In his research, Kentaro studies digital technology and social change. Recent projects include an application of critical race theory to human-computer interaction, digital storytelling to support global maternal health, and a study of technology use by undocumented US immigrants.
Based on his research, Kentaro promotes the theory that for the most part, technology amplifies underlying human forces -- improving things where individuals and institutions are well-intentioned and capable, but having little or negative impact where human forces are indifferent, dysfunctional, or corrupt. Often, technology amplifies the impact of good, bad, left, right, optimistic, and pessimistic human inclinations simultaneously, leading to society's deeply ambivalent relationship with technology. Amplification offers a predictive, balanced alternative to theories that suggest that technology's impact on society is always good, or always bad, or always too complex to capture concisely.

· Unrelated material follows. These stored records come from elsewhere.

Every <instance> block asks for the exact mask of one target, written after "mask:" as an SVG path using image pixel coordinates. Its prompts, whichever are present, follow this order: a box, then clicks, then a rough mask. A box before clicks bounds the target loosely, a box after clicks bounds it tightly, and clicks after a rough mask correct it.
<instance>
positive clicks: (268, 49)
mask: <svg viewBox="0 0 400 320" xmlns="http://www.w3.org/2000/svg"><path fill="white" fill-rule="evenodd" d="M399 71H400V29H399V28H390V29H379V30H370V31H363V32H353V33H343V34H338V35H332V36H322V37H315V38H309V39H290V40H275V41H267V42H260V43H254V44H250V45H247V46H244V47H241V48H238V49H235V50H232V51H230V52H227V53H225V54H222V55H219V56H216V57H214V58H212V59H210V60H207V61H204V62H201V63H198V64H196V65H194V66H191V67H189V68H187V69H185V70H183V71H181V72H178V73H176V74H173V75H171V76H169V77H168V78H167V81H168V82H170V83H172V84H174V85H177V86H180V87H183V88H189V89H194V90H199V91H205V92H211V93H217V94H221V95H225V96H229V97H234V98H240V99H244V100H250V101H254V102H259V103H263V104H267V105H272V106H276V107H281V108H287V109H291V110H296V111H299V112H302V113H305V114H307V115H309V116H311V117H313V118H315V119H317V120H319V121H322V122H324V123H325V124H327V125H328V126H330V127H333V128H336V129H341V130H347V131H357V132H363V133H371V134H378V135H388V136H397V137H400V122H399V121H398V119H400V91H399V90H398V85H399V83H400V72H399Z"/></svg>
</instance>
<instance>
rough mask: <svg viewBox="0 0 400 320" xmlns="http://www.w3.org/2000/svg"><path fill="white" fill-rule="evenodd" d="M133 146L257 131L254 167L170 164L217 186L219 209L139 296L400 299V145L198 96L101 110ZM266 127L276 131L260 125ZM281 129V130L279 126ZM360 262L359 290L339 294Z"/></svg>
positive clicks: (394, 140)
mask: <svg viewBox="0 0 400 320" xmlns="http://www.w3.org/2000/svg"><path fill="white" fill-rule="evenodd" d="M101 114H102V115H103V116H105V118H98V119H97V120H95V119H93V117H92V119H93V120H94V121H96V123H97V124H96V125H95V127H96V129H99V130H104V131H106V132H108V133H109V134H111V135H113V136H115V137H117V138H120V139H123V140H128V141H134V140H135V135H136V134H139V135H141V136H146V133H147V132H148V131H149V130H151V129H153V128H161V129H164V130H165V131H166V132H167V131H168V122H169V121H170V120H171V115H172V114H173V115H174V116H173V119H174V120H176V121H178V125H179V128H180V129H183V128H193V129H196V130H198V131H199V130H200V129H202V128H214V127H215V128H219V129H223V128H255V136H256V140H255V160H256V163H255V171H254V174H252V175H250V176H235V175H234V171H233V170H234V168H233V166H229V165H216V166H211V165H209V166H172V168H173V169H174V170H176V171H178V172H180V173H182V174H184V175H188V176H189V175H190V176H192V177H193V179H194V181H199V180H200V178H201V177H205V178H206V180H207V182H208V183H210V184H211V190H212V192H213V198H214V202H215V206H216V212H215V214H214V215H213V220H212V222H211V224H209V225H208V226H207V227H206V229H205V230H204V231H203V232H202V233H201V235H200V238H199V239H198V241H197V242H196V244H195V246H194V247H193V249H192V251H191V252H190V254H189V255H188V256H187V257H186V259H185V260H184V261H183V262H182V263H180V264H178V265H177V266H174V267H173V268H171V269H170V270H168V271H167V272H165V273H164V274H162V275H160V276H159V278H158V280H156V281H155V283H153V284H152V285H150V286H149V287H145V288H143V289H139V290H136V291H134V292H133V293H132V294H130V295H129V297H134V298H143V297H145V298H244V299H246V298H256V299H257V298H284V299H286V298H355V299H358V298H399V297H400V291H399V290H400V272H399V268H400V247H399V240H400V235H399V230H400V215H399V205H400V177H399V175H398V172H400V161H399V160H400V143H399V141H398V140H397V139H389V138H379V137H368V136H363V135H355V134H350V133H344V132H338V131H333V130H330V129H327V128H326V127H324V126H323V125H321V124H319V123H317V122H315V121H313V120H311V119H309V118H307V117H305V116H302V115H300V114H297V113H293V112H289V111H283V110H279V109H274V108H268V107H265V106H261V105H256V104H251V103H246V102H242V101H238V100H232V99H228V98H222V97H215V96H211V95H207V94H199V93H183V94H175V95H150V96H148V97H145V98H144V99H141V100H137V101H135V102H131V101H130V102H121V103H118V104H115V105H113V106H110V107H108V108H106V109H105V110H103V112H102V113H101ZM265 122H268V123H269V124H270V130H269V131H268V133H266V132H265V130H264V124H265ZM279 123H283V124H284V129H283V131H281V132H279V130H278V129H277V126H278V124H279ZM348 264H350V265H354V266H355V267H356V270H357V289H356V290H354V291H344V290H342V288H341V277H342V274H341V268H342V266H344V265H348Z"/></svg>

Previously, Kentaro was a researcher at UC Berkeley and assistant managing director of Microsoft Research India, which he co-founded in 2005. At MSR India, he played a key role in the lab's growth, overseeing a variety of functions as it grew to over 60 full-time research staff. He also established the Technology for Emerging Markets research group, which conducts interdisciplinary research to understand how the world's poorer communities interact with electronic technology and to invent new ways for technology to support their socio-economic development. The award-winning group is known for projects such as MultiPoint, Text-Free User Interfaces, and Digital Green. Kentaro co-founded the IEEE/ACM International Conference on Information and Communication Technologies and Development (ICTD) to provide a global platform for rigorous academic research in this field. From 2012 through 2020, he was co-editor-in-chief of the journal Information Technologies and International Development.
Prior to his time in India, Kentaro did computer vision, artificial intelligence, and multimedia research at Microsoft Research in Redmond, WA, USA and Cambridge, UK, and taught mathematics at Ashesi University in Accra, Ghana.
Kentaro graduated from Yale with a PhD in Computer Science and from Harvard with a bachelors degree in Physics. He was born in Tokyo, raised in both Japan and the United States, and now lives in Ann Arbor, Michigan.